In 2026, public funding for hearing aids is available at up to DKK 4,497 for the first ear and up to DKK 2,437 for the second ear. These amounts are typically reviewed and adjusted approximately every two years. As a general rule, patients become eligible for new public hearing aids or renewed public funding after four years, unless special circumstances apply. State pension recipients and individuals awarded a disability pension before 2003 may, in certain cases, also be eligible to apply for additional healthcare benefits through their local municipality.

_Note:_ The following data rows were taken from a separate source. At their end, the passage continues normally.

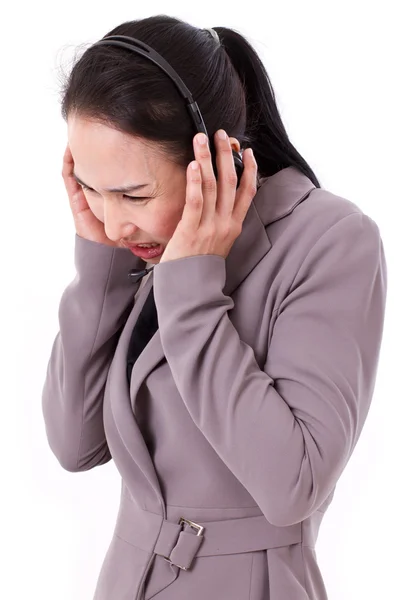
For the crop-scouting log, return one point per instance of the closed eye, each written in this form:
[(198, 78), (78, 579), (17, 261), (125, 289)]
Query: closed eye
[(133, 198)]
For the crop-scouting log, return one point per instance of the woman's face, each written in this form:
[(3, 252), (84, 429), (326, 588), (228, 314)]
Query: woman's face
[(106, 158)]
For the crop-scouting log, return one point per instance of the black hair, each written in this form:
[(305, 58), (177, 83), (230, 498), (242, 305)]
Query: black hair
[(228, 81)]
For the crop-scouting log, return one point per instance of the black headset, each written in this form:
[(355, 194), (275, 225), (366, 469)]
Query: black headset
[(139, 47)]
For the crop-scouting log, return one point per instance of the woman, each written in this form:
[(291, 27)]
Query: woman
[(231, 386)]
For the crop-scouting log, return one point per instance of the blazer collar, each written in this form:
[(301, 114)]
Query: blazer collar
[(276, 197)]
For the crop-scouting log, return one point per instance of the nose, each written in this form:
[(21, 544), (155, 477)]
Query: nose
[(117, 225)]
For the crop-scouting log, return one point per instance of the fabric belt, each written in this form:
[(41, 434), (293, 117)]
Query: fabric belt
[(180, 542)]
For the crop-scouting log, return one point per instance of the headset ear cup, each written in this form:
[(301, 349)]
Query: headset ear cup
[(237, 159)]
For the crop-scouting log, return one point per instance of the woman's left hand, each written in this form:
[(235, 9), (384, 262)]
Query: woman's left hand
[(214, 212)]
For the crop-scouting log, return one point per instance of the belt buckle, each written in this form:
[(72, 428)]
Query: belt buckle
[(192, 524), (199, 528)]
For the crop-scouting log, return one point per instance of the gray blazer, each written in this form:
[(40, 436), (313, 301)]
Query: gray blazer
[(243, 409)]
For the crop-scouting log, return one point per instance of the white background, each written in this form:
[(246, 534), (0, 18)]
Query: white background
[(334, 70)]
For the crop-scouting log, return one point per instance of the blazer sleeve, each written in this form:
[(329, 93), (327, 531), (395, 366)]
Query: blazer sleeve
[(92, 311), (285, 431)]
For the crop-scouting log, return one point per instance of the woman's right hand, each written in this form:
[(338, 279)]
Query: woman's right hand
[(87, 225)]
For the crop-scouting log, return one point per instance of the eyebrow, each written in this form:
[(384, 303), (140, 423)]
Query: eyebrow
[(123, 189)]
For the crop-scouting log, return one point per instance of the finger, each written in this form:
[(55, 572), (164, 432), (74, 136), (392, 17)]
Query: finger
[(227, 177), (247, 188), (193, 209), (208, 181)]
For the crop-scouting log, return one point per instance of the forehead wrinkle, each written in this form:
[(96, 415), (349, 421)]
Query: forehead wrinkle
[(126, 188)]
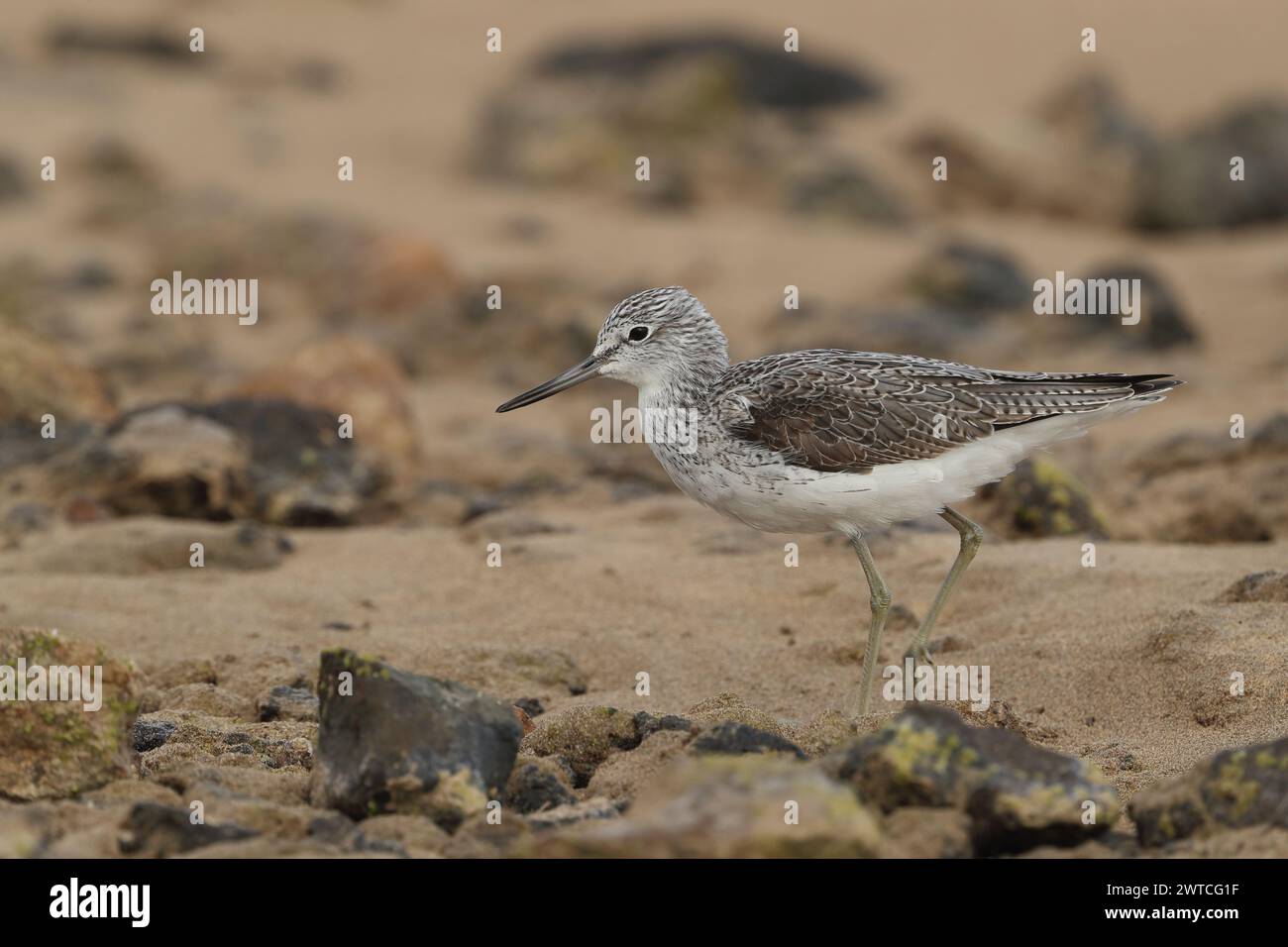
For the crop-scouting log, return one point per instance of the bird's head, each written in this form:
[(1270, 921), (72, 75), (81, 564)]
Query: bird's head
[(652, 339)]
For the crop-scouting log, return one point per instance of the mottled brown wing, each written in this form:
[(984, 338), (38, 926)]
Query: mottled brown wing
[(849, 411), (835, 410)]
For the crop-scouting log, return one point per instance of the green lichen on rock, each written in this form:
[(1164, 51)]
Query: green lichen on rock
[(752, 805), (1017, 795), (56, 749), (1041, 499), (1234, 789)]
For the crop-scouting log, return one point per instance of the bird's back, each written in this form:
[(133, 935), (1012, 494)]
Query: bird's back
[(832, 410)]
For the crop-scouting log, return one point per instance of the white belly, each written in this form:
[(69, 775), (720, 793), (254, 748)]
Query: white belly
[(778, 497)]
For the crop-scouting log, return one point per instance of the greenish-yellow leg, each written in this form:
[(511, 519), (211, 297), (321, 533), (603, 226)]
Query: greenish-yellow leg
[(971, 539), (880, 599)]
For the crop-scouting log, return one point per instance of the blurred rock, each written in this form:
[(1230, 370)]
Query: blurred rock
[(13, 185), (730, 806), (149, 735), (1017, 795), (1258, 586), (403, 742), (287, 703), (730, 118), (583, 737), (163, 831), (1185, 182), (621, 776), (347, 375), (1231, 789), (1271, 436), (919, 831), (971, 277), (1211, 522), (142, 547), (738, 738), (1039, 499), (767, 77), (267, 460), (728, 706), (845, 191), (55, 749), (536, 784), (1163, 321), (1090, 115), (38, 376), (141, 42)]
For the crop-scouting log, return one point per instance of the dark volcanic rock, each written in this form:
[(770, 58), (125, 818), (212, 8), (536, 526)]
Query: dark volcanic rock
[(1185, 183), (1163, 322), (149, 735), (844, 191), (404, 742), (738, 738), (539, 784), (1258, 586), (267, 460), (965, 275), (1017, 795), (1231, 789), (767, 76), (161, 831)]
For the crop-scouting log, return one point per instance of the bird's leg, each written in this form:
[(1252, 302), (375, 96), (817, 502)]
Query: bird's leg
[(971, 539), (880, 599)]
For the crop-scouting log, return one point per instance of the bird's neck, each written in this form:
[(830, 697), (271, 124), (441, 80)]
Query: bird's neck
[(687, 384)]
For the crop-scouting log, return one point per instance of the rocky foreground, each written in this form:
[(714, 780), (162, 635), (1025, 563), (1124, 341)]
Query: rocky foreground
[(248, 758)]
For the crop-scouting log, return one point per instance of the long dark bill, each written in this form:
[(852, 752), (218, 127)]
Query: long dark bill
[(574, 376)]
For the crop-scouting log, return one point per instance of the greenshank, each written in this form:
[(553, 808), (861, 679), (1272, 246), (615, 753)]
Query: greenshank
[(828, 440)]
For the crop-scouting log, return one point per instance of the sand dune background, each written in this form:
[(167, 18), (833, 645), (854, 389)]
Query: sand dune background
[(373, 302)]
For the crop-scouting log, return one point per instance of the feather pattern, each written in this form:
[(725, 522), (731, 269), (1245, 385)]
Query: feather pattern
[(832, 410)]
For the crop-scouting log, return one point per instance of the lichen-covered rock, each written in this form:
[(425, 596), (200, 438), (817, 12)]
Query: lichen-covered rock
[(394, 741), (51, 749), (201, 737), (729, 706), (283, 702), (730, 806), (622, 775), (1231, 789), (1017, 795), (1039, 499)]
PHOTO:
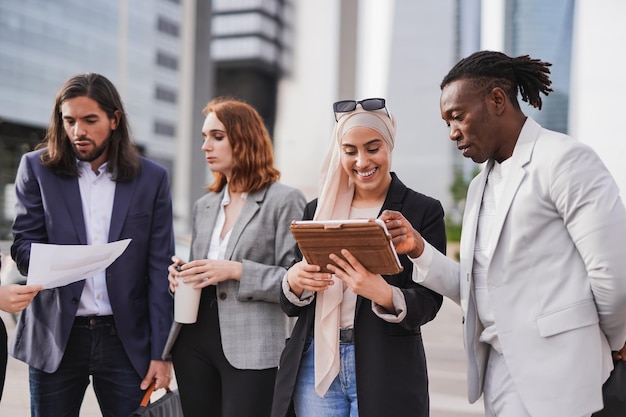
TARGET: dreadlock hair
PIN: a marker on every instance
(489, 69)
(122, 154)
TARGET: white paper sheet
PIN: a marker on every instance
(58, 265)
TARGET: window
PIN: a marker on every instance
(167, 61)
(164, 128)
(169, 27)
(165, 94)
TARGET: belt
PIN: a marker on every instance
(92, 320)
(346, 335)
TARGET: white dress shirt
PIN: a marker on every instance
(97, 193)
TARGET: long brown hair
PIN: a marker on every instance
(253, 158)
(122, 154)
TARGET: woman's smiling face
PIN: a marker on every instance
(366, 159)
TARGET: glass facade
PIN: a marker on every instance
(134, 43)
(543, 30)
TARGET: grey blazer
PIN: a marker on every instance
(262, 242)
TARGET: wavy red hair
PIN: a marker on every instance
(253, 157)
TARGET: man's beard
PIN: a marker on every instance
(95, 153)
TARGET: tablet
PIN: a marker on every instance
(367, 239)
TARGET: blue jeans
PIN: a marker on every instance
(93, 349)
(340, 400)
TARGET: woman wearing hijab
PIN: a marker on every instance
(356, 348)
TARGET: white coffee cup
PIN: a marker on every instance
(186, 302)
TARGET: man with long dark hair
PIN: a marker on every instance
(86, 184)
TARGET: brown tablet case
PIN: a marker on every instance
(367, 240)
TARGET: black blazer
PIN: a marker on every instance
(390, 361)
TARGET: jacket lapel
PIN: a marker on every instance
(70, 192)
(121, 204)
(249, 209)
(470, 217)
(511, 183)
(205, 221)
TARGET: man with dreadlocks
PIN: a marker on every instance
(541, 279)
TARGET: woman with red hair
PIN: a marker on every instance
(226, 362)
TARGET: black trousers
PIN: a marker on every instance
(208, 384)
(3, 355)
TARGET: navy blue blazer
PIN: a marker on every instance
(49, 210)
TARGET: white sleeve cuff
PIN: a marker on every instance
(421, 265)
(399, 304)
(305, 299)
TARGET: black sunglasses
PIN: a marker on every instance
(369, 104)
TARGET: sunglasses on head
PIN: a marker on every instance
(369, 104)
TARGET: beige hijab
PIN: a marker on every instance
(335, 199)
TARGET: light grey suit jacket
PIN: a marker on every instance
(252, 323)
(557, 275)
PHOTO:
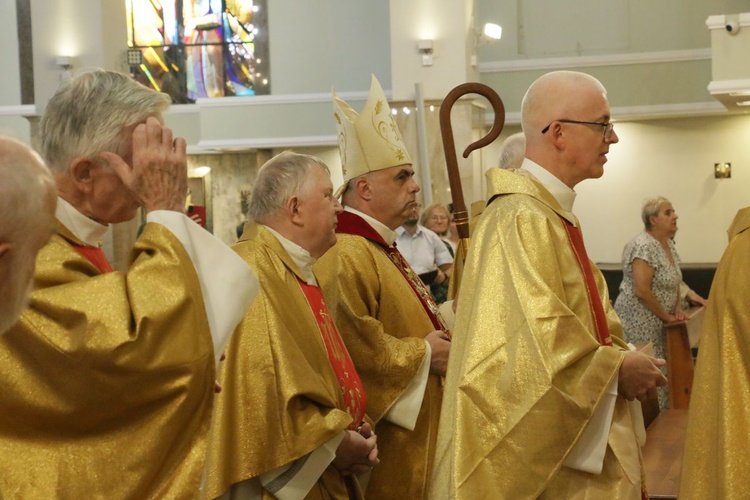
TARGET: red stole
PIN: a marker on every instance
(351, 386)
(350, 223)
(595, 301)
(96, 256)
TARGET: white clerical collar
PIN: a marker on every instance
(557, 188)
(388, 234)
(299, 255)
(85, 229)
(401, 230)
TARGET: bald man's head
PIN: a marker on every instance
(565, 117)
(27, 209)
(555, 96)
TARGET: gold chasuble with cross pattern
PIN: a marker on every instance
(716, 459)
(383, 320)
(527, 369)
(108, 378)
(283, 395)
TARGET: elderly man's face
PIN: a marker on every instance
(110, 201)
(394, 193)
(318, 210)
(588, 146)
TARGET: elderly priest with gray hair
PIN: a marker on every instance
(109, 377)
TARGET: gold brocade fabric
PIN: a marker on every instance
(716, 459)
(108, 379)
(526, 370)
(383, 324)
(280, 398)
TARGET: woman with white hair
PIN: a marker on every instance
(652, 290)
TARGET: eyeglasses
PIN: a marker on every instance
(608, 127)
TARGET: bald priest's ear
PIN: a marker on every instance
(291, 208)
(81, 172)
(5, 248)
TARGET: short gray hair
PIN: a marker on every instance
(651, 207)
(513, 151)
(281, 178)
(87, 115)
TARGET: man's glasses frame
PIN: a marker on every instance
(608, 127)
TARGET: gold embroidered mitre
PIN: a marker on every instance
(368, 141)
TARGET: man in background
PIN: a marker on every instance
(717, 445)
(537, 390)
(387, 318)
(290, 418)
(27, 209)
(424, 250)
(108, 377)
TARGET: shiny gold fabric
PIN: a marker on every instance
(526, 370)
(383, 323)
(280, 398)
(716, 459)
(108, 379)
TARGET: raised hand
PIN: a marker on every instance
(157, 175)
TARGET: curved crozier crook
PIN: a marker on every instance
(449, 147)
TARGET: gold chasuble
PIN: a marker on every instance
(108, 378)
(283, 395)
(527, 369)
(716, 459)
(383, 320)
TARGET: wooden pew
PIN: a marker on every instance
(681, 337)
(665, 435)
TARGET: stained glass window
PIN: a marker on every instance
(199, 48)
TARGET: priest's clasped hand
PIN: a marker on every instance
(440, 344)
(639, 373)
(358, 452)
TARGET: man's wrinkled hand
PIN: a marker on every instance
(640, 373)
(356, 454)
(158, 174)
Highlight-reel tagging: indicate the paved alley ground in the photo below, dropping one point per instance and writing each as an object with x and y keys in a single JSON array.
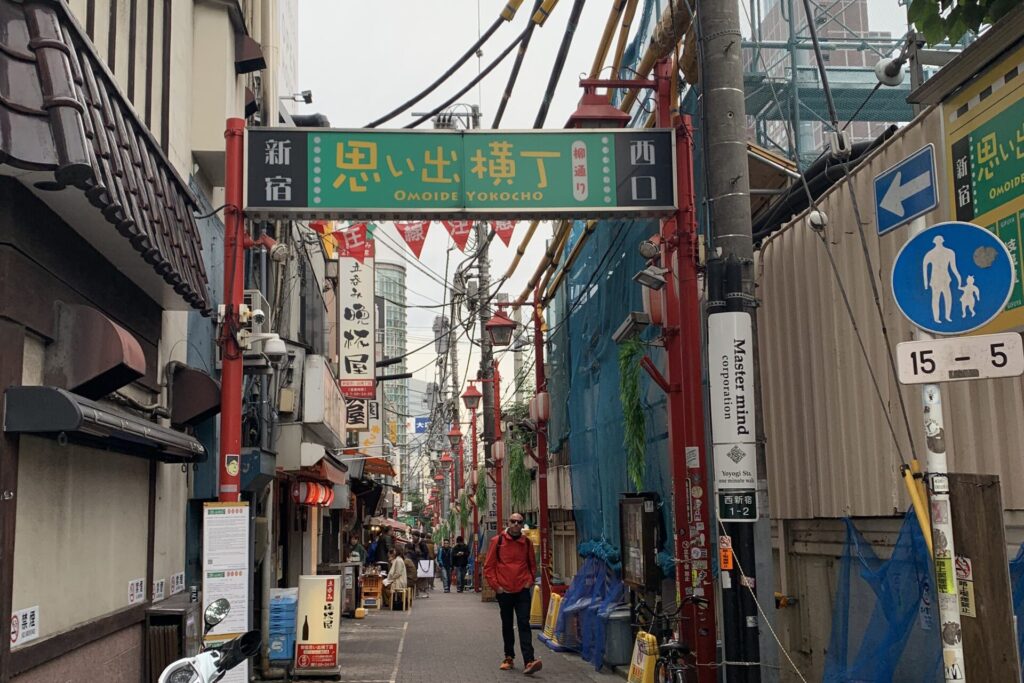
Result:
[{"x": 446, "y": 638}]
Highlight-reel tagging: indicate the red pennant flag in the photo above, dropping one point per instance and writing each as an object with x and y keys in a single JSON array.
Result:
[
  {"x": 352, "y": 242},
  {"x": 415, "y": 235},
  {"x": 504, "y": 228},
  {"x": 459, "y": 229}
]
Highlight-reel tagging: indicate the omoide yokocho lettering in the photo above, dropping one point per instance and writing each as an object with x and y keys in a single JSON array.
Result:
[{"x": 403, "y": 196}]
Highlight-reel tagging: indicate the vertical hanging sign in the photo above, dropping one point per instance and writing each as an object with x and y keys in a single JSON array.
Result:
[
  {"x": 356, "y": 322},
  {"x": 226, "y": 572},
  {"x": 730, "y": 366},
  {"x": 317, "y": 623}
]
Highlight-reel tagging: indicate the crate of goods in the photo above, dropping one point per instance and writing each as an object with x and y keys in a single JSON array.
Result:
[{"x": 281, "y": 638}]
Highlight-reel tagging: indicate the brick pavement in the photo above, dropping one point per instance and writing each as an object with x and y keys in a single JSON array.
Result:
[{"x": 446, "y": 638}]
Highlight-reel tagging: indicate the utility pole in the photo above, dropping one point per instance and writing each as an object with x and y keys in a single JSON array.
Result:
[
  {"x": 943, "y": 546},
  {"x": 731, "y": 304},
  {"x": 229, "y": 488},
  {"x": 491, "y": 397}
]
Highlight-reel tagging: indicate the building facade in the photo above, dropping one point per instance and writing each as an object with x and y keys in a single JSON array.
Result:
[{"x": 390, "y": 282}]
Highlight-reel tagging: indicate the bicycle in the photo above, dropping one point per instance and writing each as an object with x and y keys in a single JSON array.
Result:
[{"x": 675, "y": 662}]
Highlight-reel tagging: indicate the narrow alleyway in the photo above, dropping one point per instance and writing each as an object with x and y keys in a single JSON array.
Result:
[{"x": 450, "y": 638}]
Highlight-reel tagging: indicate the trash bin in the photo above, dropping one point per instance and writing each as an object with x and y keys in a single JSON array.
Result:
[{"x": 619, "y": 638}]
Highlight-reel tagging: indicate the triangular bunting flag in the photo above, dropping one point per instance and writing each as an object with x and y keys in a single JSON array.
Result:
[
  {"x": 352, "y": 242},
  {"x": 459, "y": 229},
  {"x": 415, "y": 235},
  {"x": 504, "y": 228}
]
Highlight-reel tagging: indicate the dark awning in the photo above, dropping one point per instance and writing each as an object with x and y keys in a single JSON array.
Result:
[{"x": 51, "y": 412}]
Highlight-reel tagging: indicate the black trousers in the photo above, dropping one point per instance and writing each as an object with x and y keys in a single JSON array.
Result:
[
  {"x": 460, "y": 572},
  {"x": 517, "y": 604}
]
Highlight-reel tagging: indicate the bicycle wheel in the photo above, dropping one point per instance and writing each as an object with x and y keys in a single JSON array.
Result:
[{"x": 662, "y": 673}]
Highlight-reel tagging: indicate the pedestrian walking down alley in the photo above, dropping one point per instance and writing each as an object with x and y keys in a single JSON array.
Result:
[{"x": 450, "y": 638}]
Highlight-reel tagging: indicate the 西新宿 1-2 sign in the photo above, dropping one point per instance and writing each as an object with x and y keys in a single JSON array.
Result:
[{"x": 468, "y": 174}]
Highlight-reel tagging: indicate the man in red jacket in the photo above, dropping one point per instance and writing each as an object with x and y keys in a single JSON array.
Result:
[{"x": 510, "y": 569}]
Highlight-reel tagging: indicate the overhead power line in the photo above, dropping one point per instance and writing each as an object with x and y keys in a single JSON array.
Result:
[
  {"x": 556, "y": 69},
  {"x": 489, "y": 68},
  {"x": 443, "y": 77}
]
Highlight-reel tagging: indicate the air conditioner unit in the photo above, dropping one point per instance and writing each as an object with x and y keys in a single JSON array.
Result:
[{"x": 173, "y": 631}]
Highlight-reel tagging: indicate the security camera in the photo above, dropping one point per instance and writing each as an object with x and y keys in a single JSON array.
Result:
[
  {"x": 280, "y": 253},
  {"x": 274, "y": 349}
]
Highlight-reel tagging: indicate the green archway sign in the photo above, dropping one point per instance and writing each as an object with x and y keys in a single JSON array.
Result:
[{"x": 366, "y": 174}]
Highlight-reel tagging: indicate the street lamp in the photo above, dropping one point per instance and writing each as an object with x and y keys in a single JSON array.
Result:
[
  {"x": 471, "y": 397},
  {"x": 500, "y": 328},
  {"x": 455, "y": 436}
]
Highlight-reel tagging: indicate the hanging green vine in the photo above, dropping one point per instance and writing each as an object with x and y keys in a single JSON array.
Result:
[
  {"x": 518, "y": 476},
  {"x": 634, "y": 421},
  {"x": 463, "y": 510},
  {"x": 481, "y": 488}
]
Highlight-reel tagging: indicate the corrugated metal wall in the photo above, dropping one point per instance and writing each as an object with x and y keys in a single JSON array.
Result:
[{"x": 829, "y": 450}]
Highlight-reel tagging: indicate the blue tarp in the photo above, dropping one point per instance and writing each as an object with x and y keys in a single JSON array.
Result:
[{"x": 885, "y": 620}]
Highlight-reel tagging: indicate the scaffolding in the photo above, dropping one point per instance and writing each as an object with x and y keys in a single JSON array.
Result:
[{"x": 785, "y": 99}]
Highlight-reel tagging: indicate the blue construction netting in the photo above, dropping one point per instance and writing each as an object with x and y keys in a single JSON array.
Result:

At Rhino Hearing Clinic, we also provide guidance on public funding for hearing aids and the treatment options available within a specialised Ear, Nose and Throat (ENT) environment as an integrated part of Rhinoklinikken Private Hospital.

In addition, Sygeforsikringen “danmark” offers financial support for hearing aids purchased in Denmark through an approved private hearing care provider. The amount available depends on the member’s category and length of membership. According to the organisation’s current rules, specific reimbursement limits apply within a 12-month period, and higher levels of support may be available for members who have remained in the same membership group for an extended period.

For this reason, funding options should always be reviewed individually so that patients have a clear understanding of the overall financial aspects of treatment.